J’ai adoré cette histoire où l’autrice, moins déjantée ici que dans “La vie rêvée des grille-pains”, aborde avec candeur des thèmes aussi variés que la parentalité, la cohabitation francos anglos, l’indépendance du Québec, le trauma des enfants vedettes, les motards, etc. Mais c’est surtout le personnage de Nouschka, torturée, pleine de questions pragmatiques, déterminée, audacieuse même, qui permet au lecteur d’appréhender ce monde de marginaux, d’en décoder les règles qui n’y existent peu ou pas. Définitivement une autrice que je vais suivre de très près.
Indice des feux de Antoine Desjardins
Les comportements humains bousculent la nature, les changements climatiques en étant le meilleur exemple. Dans ce recueil de nouvelles, l'auteur illustre quelques-unes de ces conséquences néfastes en les intégrant dans des tranches de vies qui n'y sont pas, de prime abord , reliées. Le résultat est inégal, allant de l'éblouissant au plus léger, sans toutefois ne jamais décevoir. La fusion des deux thèmes dans certaines allégories est géniale, je pense ici particulièrement à “À boire debout” et “Feu doux' alors que celle du coyote urbain m'a semblé moins évidente, bien que l'histoire en soi reste amusante.
Mort d'homme et mort d'arbres, disparition d'oiseaux et météo chamboulée, angoisse de paternité et extinction des baleines noires, empiétement urbain et perte de nature, autant de liens, joliment emmenés, qui portent à réflexion. En soi, les récits captent l'intérêt et, en prime, sensibilisent. On est loin du pamphlet, rien d'agressif ici.
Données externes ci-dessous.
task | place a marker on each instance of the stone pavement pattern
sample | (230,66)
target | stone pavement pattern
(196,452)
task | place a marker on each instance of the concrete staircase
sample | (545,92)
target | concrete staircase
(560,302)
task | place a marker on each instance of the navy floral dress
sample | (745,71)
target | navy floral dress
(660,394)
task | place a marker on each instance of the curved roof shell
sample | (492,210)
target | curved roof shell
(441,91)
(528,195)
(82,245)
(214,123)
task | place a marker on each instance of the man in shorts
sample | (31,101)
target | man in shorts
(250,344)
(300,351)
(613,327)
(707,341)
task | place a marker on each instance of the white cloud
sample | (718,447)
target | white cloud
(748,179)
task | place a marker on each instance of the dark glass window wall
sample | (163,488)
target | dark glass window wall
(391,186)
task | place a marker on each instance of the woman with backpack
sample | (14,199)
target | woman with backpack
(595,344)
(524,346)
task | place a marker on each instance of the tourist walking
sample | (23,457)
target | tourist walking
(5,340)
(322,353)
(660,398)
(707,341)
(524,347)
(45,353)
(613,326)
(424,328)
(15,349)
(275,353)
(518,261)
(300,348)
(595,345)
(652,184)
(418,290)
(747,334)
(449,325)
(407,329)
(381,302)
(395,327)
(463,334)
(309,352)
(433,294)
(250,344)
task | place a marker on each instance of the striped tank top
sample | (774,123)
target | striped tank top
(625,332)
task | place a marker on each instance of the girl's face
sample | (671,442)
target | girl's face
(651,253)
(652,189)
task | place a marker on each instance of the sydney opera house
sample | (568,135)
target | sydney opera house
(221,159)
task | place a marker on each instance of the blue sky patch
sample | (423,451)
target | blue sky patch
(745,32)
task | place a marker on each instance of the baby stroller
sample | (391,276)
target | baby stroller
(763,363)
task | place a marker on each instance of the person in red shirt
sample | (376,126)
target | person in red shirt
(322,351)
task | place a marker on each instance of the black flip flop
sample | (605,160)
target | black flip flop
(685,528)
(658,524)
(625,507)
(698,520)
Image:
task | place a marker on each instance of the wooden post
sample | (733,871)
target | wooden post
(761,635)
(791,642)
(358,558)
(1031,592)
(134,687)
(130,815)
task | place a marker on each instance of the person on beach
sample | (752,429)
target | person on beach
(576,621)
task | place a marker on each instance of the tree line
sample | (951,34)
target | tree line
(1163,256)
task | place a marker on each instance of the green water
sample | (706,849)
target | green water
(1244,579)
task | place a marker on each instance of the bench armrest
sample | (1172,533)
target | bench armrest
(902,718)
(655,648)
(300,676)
Juste une prise de conscience. Comme s'il n'était pas déjà trop tard. Espérons-le . . .
Haute démolition de Jean-Philippe Baril Guérard
En refermant ce livre, je me suis demandé si ce milieu de l’humour québécois ressemblait vraiment à cela; j’ai bien peur que oui, en partie du moins. Car, en suivant la carrière et la vie mouvementée de quelques humoristes issus d’une cohorte de L’École nationale de l’humour, le portrait qui se dégage n’est pas flatteur : mesquinerie entre collègues, abus généralisé d’alcool et de drogues, maraudage des gérants, pas de pitié pour les perdants à cette course au podium. Plusieurs y laisseront des plumes, certains leur carrière, certains leur santé mentale. Ce roman n’a rien de réjouissant, mais le rythme trépidant, l’intérêt créé envers les personnages principaux, la découverte de ce milieu particulier et les dialogues forts en font une lecture addictive; lu en une journée.
J’avais beaucoup aimé “Royal” du même auteur qui examinait, avec une loupe semblable, celle qui met tout à nu sans compromissions, une faculté de droit. On retrouve ici les qualités d’écriture qui façonnent un microcosme hallucinant d’authenticité. En plus, la narratrice, elle-même au cœur de l’action, écrit comme si elle prévoyait tout ce qui était pour arriver et s’adressait au protagoniste; déroutant et envoûtant à la fois. Et l’actualité qui s’invite dans les derniers milles. . . À la fin, je me suis demandé qui de Laurie ou Ralph avait finalement le destin le plus enviable. La question reste ouverte.